Just back from London, where Gene-X was very well received at the London Australian Film Festival, alongside features with twenty times the budget, such as Jindabyne, Candy, and Ten Canoes.
The HDCam movie looked fabulous on the big screen, projected with the state of the art digital projection in place at the Barbican.
Feedback from both the audience and the festival organisers was really good, with many comments on the strength of the storyline, the great performances, especially of Ayse Tezel, and the production values of the show.
Good reviews were had, and I particularly liked the one from Paris-based writer John Baxter, whose biographies of Spielberg, Woody Allen, Fellini, etc. are standard film reference works, and whose seminal Science Fiction in the Cinema is stated by Peter Jackson to have inspired his first film. Baxter’s review is quoted below.
Leading lady Ayse, who is now based in England, was featured in a full-page spread in the glossy In London magazine, and is generating quite a buzz in the UK scene. It was great to catch up with her.

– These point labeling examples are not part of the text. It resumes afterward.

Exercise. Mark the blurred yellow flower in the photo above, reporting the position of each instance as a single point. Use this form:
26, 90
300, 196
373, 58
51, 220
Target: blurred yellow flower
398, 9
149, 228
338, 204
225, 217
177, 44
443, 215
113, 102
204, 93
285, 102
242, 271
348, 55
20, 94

A lot of networking was done, and one of the highlights was dinner with Terry Gilliam of Monty Python/Brazil/The Fisher King/Twelve Monkeys fame, who as an independent filmmaker was very supportive.
All in all the event was a tremendous success, and all cast and crew are to be congratulated on their achievements in getting Gene-X to the screen.
— Martin Simpson
Anyone who has ever nodded off with terminal tedium over a medical novel from the likes of Robin Cook will respond to this genially sarcastic take on the cliché tale of young-medical-researcher-who-goes-too-far.
Director Simpson — also, like George “Mad Mad” Miller, an MD — has read every one of these tedious tomes, not to mention seeing the films adapted from them (e.g. Coma, Looker), and comes to the director’s chair fully armed with the scalpel to dissect them.
Addressing tropes familiar to readers of contemporary SF novels like Greg Bear’s Blood Music, he explores them with the same gleeful imagination that Peter Jackson brought to his pre-Lord of the Rings films like Bad Taste. Viewers savvy enough to tune into Simpson’s wavelength will find Gene-X a diverting experience.